Across the six New England states, about 121,300 customers remained without power Sunday, with Maine still hardest hit.
In New York, more than 39,000 households were still without power Sunday, including 27,000 in Erie County, as crews battled high winds and found substations damaged. Hochul said even the National Guard, which now has 200 people on the ground and another 200 expected by Monday, was struggling to get stuck in the snow.
Storm-related deaths were reported in recent days across the country: seven in Erie County, New York; 10 died in several accidents in Ohio, including a pileup involving about 50 vehicles, a man whose sports car crashed into a snowplow and an electrical work worker; four motorists killed in separate crashes in Missouri and Kansas; a Vermont woman struck by a falling branch; an apparently homeless man found in the middle of Colorado’s freezing temperatures; a woman who fell through the Wisconsin ice.
In Florida, the thermometer dipped below freezing for the first time in nearly five years at Tampa International Airport, hitting 43 degrees (6.1 degrees Celsius) in West Palm Beach, according to the National Weather Service. The drop in temperature and freezing sleet contributed to iguanas falling out of the trees since cold-blooded reptiles are usually immobilized in unusually cold weather.
Along Interstate 71 in Kentucky, Terry Henderson and her husband, Rick, weathered a 34-hour traffic jam in a rig equipped with a diesel heater, a toilet and a refrigerator after getting stuck trying to drive from Alabama to their home in Ohio to Christmas.

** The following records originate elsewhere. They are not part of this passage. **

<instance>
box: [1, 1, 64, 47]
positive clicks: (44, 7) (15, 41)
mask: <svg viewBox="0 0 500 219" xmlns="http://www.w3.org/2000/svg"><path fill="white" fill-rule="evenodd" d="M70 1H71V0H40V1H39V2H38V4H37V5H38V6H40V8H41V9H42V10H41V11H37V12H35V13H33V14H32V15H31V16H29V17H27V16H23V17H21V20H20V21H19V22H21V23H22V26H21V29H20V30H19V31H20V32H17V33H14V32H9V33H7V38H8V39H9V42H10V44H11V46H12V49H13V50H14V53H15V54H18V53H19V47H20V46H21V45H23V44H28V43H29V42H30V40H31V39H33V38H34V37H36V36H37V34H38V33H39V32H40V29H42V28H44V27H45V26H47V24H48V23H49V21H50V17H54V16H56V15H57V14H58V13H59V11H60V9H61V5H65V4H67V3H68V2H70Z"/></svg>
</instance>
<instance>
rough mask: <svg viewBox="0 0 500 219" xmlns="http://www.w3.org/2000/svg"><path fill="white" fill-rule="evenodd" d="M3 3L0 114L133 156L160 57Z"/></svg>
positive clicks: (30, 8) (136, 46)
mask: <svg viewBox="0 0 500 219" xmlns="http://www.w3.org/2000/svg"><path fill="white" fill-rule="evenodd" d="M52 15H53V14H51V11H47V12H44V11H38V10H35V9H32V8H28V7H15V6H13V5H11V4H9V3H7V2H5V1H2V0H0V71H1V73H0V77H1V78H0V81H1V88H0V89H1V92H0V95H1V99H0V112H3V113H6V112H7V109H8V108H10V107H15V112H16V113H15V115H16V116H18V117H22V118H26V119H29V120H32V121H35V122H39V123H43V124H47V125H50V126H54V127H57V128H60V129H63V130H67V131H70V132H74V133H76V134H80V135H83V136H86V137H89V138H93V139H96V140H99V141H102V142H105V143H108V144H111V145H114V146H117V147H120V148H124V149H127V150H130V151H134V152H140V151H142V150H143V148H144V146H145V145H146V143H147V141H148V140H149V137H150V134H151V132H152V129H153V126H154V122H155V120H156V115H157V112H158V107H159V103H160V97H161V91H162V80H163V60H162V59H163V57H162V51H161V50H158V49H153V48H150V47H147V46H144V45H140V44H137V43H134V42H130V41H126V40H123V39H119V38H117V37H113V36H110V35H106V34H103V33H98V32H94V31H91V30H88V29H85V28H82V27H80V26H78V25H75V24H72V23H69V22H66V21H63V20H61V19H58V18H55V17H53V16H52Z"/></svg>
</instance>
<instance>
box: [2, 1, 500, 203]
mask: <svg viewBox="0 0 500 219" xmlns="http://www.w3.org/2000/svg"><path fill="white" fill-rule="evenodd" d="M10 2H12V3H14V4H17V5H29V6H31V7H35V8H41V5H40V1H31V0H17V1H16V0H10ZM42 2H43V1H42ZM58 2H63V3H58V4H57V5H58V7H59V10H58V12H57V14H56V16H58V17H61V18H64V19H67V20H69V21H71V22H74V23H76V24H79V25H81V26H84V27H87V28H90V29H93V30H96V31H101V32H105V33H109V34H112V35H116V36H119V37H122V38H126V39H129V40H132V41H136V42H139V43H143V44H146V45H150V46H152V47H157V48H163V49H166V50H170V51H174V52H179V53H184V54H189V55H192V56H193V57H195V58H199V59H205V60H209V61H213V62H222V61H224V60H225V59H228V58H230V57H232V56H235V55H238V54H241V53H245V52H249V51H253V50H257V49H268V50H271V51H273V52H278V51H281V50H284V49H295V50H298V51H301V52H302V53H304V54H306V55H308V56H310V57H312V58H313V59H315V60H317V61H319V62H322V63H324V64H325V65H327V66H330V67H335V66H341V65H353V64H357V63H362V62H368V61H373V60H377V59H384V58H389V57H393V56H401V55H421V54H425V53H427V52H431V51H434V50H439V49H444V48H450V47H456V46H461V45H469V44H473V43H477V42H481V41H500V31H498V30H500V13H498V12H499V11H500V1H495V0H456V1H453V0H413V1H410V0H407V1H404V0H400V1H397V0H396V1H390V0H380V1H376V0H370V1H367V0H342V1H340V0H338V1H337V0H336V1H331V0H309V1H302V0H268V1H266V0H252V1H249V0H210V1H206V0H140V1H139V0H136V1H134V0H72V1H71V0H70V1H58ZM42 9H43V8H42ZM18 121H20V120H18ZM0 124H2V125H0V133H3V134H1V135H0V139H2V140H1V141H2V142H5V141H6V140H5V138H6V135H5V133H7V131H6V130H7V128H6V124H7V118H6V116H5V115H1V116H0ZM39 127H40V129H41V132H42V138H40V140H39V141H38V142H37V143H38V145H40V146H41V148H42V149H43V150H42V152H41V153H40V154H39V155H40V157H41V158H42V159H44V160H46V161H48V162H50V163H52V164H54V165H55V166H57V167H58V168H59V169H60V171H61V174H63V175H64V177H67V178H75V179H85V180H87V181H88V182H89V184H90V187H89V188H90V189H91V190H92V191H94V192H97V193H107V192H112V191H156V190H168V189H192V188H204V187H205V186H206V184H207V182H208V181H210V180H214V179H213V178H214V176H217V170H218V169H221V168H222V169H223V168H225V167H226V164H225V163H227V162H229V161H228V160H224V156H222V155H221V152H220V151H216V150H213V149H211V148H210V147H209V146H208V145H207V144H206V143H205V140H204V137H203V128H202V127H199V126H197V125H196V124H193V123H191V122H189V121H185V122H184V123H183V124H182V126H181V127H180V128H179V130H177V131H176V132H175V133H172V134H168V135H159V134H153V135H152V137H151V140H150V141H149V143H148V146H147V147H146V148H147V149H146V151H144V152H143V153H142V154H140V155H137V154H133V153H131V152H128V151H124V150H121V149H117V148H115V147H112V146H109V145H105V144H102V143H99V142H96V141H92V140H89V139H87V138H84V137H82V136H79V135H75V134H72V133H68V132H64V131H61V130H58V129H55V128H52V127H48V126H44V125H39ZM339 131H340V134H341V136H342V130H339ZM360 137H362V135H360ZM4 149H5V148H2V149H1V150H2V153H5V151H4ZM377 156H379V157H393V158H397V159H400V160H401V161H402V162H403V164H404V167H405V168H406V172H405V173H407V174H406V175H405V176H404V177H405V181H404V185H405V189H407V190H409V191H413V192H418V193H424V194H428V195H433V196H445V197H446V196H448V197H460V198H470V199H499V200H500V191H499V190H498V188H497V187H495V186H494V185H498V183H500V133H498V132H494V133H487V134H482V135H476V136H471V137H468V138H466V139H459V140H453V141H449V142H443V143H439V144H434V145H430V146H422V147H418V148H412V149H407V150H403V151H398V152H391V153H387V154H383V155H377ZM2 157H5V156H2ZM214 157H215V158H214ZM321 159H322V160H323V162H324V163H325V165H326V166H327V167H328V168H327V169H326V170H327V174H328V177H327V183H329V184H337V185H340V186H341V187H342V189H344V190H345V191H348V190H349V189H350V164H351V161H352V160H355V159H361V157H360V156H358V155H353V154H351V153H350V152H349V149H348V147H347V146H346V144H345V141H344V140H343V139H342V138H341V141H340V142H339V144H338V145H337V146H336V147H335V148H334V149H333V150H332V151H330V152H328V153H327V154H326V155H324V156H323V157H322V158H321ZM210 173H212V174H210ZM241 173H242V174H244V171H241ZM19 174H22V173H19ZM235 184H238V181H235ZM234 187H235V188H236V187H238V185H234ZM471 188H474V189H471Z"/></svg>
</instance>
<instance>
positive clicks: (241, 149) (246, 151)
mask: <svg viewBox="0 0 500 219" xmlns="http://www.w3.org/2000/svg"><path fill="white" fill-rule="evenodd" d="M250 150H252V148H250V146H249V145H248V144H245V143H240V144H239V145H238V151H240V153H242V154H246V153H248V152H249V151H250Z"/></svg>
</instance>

“We should have stayed,” Terry Henderson said after they got moving again on Saturday.
In Buffalo, William Kless was up at 3 a.m. Sunday. He called his 8-, 9- and 12-year-old children at his mother’s house to wish them a Merry Christmas, then set off on his snowmobile for another day of shuttling people from fixed cars and chilly homes to a church that serves as a warming room.
Through heavy, wind-driven snow, he brought about 15 people to the church in Buffalo Saturday, he said, including a family of five transported one by one. He also got a man in need of dialysis, who had spent 17 hours stranded in his car, back home, where he could receive treatment.